Entradas

comunicación pareja

¿Puedes leer la mente de tu pareja?

Seguramente la respuesta a esta pregunta sea que no, pero que más de una vez te hubiera gustado poder hacerlo porque te habría evitado algún que otro problemilla de comunicación con tu pareja.

Aunque no puedas adivinar los pensamientos del otro, es muy probable que en tu vida tomes decisiones sobre tu relación como si fuera posible hacerlo. Esto es lo que en PNL (Programación Neurolingüística) se llama leer la mente, algo que es el origen de muchos problemas en la comunicación humana en general y de pareja en particular.

Una persona lee la mente de otra cuando dice saber, sin evidencia directa, lo que esa persona está pensando o sintiendo.

Esta lectura de la mente se puede dar en dos direcciones:

  • Cuando una persona supone saber lo que la otra piensa, por ejemplo: “Estaba triste, pero no lo iba a reconocer”. “Sé que lo que he dicho le ha sentado mal”. “Todos piensan que soy tonto”. También se da cuando pensamos que los demás son como nosotros mismos y reaccionan a las diferentes situaciones como nosotros lo habríamos, de ahí la famosa expresión de “cree el ladrón que todos son de su condición”.
  • Cuando le damos el poder a otras personas de leer nuestra mente, por ejemplo: “Si me conocieras, sabrías perfectamente cómo me siento”. Este segundo tipo de lectura de pensamiento se usa muchas veces para culpar al otro de que no nos entiende cuando creemos que debería hacerlo.

En consulta me doy cuenta que muchos pacientes dedican demasiado tiempo y energía a leer la mente de su pareja, a hacer presuposiciones. No se atreven a sugerirles algo que les apetece hacer. O se enfadan, se entristecen, etc, porque no consiguen la reacción que quieren en la otra persona. Una comunicación de calidad con tu pareja es fundamental para determinar vuestro futuro juntos. ¿Cómo salir de este bucle en el que muchas veces nos metemos por leer la mente? Aquí está la receta mágica:

PREGUNTA

+

PIDE

Primero, pregúntate a ti mismo: ¿Cómo lo sé? ¿No estaré generalizando? ¿Hay otros puntos de vista o explicaciones posibles?

Y después, pregunta a tu pareja. Busca el momento más adecuado, en el que estéis a solas y tranquilos. Dile cómo te sientes (sin buscar culpables) y pregunta directamente sobre aquello que estás haciendo las presuposiciones. Por ejemplo, un paciente me comentó una vez que creía que estaba agobiando a su pareja porque quería tener hijos, pero la realidad es que hacía muchos meses que no hablaban del tema y él no se lo había preguntado directamente.

Sé que esto es difícil, sobretodo la parte de pedir. Puede que no sepas expresar tus deseos, o incluso que sientas que no te mereces hacerlo.
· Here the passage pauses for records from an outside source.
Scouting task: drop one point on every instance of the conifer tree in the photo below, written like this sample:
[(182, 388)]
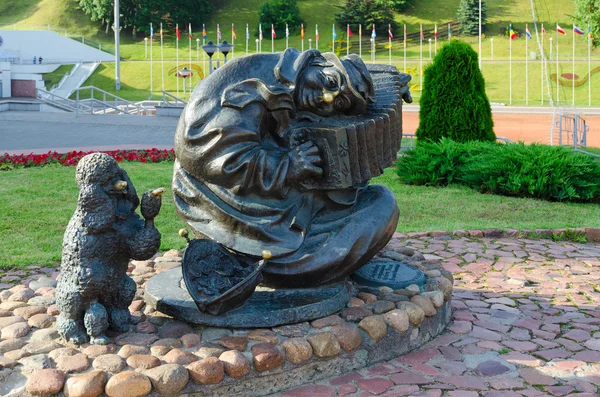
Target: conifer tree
[(468, 16), (453, 101)]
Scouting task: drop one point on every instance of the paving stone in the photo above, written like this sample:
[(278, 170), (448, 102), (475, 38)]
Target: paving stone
[(110, 363), (324, 344), (70, 364), (311, 391), (90, 384), (168, 379), (235, 363), (298, 350), (45, 382), (375, 385), (143, 361), (234, 342), (128, 384), (534, 377), (208, 371)]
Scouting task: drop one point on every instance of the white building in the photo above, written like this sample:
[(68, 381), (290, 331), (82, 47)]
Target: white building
[(20, 75)]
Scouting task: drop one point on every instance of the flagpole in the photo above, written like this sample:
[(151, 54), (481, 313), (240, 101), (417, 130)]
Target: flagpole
[(479, 34), (435, 39), (190, 43), (510, 66), (390, 42), (162, 61), (348, 38), (404, 71), (360, 40), (526, 66), (177, 57), (421, 57), (557, 76), (573, 75), (333, 39), (151, 37), (589, 67)]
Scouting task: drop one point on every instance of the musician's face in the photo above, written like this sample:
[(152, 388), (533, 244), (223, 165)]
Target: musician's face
[(323, 91)]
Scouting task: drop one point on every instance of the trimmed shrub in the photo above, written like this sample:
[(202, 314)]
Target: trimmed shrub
[(551, 173), (453, 102)]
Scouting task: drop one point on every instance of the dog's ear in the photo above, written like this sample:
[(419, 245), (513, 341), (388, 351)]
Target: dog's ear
[(96, 209)]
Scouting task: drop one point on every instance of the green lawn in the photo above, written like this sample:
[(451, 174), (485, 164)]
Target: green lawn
[(43, 199)]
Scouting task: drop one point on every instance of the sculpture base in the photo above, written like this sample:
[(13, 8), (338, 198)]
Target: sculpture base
[(266, 307)]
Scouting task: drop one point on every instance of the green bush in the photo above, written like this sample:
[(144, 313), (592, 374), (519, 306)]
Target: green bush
[(279, 13), (551, 173), (453, 102)]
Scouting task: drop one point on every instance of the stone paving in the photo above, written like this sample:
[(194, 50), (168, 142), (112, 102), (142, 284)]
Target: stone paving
[(525, 323)]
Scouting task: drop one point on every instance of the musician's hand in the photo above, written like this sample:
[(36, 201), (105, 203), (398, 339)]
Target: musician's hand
[(304, 162)]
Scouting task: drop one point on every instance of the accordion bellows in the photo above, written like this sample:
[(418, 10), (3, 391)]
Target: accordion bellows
[(357, 148)]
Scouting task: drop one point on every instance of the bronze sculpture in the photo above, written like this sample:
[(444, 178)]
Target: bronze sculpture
[(275, 151)]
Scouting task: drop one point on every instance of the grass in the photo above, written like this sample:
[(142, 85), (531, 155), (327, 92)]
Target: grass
[(135, 77), (54, 78), (43, 200)]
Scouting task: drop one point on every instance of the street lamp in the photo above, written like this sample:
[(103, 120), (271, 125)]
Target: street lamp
[(210, 48), (184, 74), (225, 49)]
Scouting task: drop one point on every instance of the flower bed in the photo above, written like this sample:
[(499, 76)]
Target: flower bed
[(12, 161)]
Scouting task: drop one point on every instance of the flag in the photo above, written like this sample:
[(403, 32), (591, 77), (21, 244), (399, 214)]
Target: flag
[(511, 33)]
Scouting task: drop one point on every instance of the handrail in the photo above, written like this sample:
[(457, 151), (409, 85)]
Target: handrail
[(168, 103), (49, 97)]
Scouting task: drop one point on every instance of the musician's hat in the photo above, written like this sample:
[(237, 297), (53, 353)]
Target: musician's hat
[(358, 79)]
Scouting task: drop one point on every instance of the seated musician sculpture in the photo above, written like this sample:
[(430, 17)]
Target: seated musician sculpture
[(249, 174)]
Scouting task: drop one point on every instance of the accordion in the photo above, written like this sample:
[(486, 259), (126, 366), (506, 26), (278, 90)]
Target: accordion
[(355, 149)]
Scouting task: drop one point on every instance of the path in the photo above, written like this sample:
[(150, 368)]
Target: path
[(526, 323), (76, 79)]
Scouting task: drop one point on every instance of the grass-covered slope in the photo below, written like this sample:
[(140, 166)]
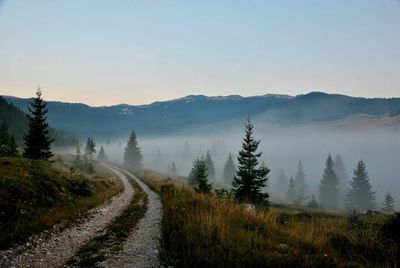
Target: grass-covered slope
[(205, 231), (35, 195)]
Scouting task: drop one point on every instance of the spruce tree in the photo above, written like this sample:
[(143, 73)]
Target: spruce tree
[(102, 155), (250, 178), (281, 184), (360, 195), (37, 141), (199, 173), (229, 170), (329, 186), (5, 149), (388, 204), (300, 182), (342, 177), (173, 169), (133, 155), (12, 146), (291, 192), (210, 166), (90, 148)]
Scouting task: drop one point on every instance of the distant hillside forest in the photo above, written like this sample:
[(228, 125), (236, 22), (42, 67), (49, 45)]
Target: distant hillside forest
[(17, 122), (197, 111)]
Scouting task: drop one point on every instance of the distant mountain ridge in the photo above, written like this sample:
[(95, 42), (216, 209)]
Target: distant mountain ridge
[(198, 110)]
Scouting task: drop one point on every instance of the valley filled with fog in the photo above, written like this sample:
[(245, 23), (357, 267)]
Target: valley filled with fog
[(374, 140)]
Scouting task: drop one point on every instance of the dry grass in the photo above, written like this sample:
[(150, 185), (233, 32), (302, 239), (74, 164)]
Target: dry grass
[(35, 195), (205, 231)]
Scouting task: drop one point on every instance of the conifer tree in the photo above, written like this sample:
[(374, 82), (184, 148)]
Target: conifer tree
[(102, 155), (229, 170), (329, 186), (291, 192), (313, 203), (210, 167), (250, 178), (186, 151), (342, 177), (300, 182), (360, 195), (388, 204), (281, 184), (90, 148), (8, 147), (199, 176), (12, 146), (37, 140), (173, 169), (133, 155)]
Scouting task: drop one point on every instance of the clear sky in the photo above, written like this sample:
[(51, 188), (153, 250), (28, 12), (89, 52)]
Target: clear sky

O quizá te han enseñado que las mujeres tienen que ser sumisas, o que los hombres fuertes no muestran sus sentimientos… Cada uno hemos vivido una serie de experiencias que hacen de filtro a la hora de comunicarnos con los demás. El primer paso para mejorar la comunicación con tu pareja es darte cuenta de estos filtros.

Te propongo un sencillo ejercicio para empezar a pedir a tu pareja, que a la vez seguro que os ayuda a recuperar aspectos positivos de la relación que quizá se habían ido abandonando, por el motivo que sea.

El bote de los deseos

Cada miembro de la pareja prepara su propio bote de los deseos, con diez deseos escritos en papelitos de colores. Los deseos deben ser concretos y fáciles de cumplir por la otra persona. Tienen que estar formulados en positivo. Por ejemplo: “No fumar en casa” podría formularse mejor “fumar en la terraza”. O “Que me des un beso de buenas noches antes de dormir”.

La tarea consiste en que cuando un miembro de la pareja desee cumplir un deseo al otro, puede abrir el bote y coger un papel. Si cumple el deseo, tira el papel. Si en ese momento no le apetece realizarlo o no puede, lo devuelve al bote y coge otro. Cada uno tiene que estar atento a que en su bote haya siempre diez deseos.

De esta forma, la pareja recupera el pedir de una forma abierta al otro.

Una variante de este “juego” es el “bote de deseos sexuales”, o realizar un “talonario sexual”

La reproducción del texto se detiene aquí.